Como detectar relações que "sugam" e se livrar dos chamados "vampiros emocionais"?

Um jogo de dominação, submissão, dor e vulnerabilidade, no qual ninguém sai ganhando. Talvez essa seja uma definição bem simplificada, mas referencial, para as relações “que sugam”, ou relações tóxicas, como são conhecidas na Psicologia.

Estereotipada no mais famoso relacionamento sadomasoquista dos últimos tempos, a relação entre o poderoso empresário Mr. Grey e a estudante ingênua Anastasia (desenhada com detalhes na trilogia Cinquenta Tons de Cinza), a relação tóxica acontece em qualquer tipo de ambiente, seja familiar, social ou profissional, e pode causar prejuízos emocionais e até físicos para quem a protagoniza.

Um exemplo claro de relação tóxica é o de mães superprotetoras, mães estas que pautadas pelo “excesso de amor” cerceiam o crescimento e a liberdade dos filhos, alimentando assim a sua dependência, tornando-os pessoas inseguras para tomar as próprias decisões.
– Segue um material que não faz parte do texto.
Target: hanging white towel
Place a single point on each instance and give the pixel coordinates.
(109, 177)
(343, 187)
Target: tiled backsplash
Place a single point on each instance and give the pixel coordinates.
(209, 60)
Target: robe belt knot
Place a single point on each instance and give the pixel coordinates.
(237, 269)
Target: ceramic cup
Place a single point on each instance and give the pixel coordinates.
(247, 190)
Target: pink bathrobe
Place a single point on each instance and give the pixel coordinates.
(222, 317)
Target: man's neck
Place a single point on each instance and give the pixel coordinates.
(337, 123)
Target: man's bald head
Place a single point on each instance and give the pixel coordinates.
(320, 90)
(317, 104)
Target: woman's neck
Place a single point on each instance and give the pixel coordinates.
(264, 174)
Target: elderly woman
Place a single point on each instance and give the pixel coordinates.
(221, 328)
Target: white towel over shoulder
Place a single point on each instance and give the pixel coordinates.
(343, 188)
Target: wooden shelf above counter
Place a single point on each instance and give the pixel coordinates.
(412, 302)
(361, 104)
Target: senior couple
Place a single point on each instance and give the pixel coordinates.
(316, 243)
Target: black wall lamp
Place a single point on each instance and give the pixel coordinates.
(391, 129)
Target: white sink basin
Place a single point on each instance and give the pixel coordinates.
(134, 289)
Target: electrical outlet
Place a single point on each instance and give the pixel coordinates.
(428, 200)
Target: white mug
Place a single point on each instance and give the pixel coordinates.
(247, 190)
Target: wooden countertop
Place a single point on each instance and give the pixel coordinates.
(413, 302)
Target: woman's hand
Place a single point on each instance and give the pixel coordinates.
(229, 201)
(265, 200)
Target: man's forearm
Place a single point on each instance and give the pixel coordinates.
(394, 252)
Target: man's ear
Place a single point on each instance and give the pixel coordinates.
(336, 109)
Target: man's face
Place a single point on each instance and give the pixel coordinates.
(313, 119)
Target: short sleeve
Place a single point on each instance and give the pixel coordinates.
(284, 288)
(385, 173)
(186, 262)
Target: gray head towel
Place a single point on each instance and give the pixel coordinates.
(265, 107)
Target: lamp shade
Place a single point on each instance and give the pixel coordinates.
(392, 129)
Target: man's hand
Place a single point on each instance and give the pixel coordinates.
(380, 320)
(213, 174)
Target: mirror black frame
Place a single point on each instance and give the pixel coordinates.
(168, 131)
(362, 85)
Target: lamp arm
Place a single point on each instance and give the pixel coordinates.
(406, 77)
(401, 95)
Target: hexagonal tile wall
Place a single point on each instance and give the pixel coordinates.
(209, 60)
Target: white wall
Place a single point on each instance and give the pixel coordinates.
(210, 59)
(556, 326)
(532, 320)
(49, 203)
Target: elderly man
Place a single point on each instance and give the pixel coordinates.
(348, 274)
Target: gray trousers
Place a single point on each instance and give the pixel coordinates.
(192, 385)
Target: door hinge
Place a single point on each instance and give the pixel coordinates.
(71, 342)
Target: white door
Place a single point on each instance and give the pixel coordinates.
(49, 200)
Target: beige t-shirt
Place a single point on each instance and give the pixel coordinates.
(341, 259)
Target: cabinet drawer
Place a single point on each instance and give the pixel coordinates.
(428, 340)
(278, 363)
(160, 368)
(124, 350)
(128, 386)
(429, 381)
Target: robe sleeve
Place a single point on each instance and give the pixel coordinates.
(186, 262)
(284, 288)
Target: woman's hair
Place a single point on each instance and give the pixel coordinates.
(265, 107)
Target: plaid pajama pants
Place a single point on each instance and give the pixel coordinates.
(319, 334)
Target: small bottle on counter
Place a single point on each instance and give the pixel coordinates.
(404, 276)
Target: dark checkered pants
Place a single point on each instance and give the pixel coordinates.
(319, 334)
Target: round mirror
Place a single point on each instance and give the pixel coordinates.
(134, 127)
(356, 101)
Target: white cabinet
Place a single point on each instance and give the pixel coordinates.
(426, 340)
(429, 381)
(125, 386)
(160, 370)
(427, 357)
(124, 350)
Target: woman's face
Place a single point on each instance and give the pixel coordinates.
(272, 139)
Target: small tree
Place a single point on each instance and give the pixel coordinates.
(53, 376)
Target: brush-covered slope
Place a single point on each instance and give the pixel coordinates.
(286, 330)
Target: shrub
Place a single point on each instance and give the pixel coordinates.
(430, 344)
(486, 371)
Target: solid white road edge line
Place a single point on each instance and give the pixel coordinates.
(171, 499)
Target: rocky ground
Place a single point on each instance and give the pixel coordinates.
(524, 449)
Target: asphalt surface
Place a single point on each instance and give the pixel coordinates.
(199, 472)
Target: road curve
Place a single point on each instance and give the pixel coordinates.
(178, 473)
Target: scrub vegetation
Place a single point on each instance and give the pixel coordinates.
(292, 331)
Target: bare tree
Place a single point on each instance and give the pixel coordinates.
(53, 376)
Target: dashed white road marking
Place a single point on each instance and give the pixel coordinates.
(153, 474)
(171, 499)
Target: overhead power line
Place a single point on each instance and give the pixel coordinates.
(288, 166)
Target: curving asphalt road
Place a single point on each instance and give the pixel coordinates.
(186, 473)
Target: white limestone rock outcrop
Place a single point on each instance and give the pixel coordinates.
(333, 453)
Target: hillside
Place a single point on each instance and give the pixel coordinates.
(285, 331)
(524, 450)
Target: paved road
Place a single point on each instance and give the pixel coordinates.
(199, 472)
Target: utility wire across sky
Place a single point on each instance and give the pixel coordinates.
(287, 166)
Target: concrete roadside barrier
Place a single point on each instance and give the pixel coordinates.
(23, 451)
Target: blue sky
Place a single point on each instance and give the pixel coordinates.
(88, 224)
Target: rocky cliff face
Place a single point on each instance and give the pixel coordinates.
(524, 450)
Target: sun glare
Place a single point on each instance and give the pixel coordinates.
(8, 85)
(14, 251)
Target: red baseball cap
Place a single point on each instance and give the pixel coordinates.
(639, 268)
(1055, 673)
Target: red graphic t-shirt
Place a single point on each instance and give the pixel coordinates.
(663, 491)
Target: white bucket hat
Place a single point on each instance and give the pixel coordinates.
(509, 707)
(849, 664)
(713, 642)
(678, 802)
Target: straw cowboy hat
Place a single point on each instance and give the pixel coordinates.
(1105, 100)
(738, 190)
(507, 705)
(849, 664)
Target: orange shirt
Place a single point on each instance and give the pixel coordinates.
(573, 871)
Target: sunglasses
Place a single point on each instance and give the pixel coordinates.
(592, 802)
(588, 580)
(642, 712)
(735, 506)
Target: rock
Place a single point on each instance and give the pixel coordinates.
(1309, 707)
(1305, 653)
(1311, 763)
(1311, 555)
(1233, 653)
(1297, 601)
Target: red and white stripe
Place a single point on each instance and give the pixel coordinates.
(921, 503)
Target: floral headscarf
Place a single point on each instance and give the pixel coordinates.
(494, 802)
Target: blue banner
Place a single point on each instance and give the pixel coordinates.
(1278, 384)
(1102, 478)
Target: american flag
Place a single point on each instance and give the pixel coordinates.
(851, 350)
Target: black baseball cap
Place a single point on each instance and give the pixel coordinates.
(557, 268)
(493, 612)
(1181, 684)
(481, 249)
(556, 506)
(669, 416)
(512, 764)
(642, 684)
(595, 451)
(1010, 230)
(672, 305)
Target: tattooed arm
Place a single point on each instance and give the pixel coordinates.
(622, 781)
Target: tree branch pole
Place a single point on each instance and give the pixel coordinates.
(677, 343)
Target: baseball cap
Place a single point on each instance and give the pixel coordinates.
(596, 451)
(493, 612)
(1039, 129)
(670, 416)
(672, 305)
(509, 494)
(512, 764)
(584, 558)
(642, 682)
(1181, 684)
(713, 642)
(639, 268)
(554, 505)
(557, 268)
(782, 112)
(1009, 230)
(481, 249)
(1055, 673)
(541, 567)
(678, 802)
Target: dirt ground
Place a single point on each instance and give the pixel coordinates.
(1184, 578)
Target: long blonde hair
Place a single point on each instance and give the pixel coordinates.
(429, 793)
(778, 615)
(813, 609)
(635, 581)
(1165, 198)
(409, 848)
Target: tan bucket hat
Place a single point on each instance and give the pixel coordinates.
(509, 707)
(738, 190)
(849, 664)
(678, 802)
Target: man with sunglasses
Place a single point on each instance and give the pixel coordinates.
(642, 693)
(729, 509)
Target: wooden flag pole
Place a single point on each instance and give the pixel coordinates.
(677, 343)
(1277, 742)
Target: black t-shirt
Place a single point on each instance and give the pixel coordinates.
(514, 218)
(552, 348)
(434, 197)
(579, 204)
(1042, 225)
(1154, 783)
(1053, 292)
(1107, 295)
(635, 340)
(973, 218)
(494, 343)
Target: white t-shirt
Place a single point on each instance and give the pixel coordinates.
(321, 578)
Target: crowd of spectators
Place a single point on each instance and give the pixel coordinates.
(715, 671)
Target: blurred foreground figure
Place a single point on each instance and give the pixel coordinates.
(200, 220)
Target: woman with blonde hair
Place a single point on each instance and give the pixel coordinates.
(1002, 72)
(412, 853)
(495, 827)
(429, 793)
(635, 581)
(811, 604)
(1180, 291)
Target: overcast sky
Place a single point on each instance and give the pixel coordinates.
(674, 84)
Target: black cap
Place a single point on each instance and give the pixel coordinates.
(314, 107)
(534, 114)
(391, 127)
Nas relações de trabalho, podemos citar os chefes que desvalorizam o trabalho do profissional e que através da subjugação, minimizam a autonomia destes. Outro exemplo no âmbito profissional são as lideranças negativas, que através do descontrole emocional geram relações de medo. Nos relacionamentos de caráter afetivo, modelos estes em que há uma demonstração de ciúmes exacerbada, há o impedimento da liberdade do outro ou a sua desvalorização - tanto física quanto emocional, causando assim uma baixa autoestima em um dos pares.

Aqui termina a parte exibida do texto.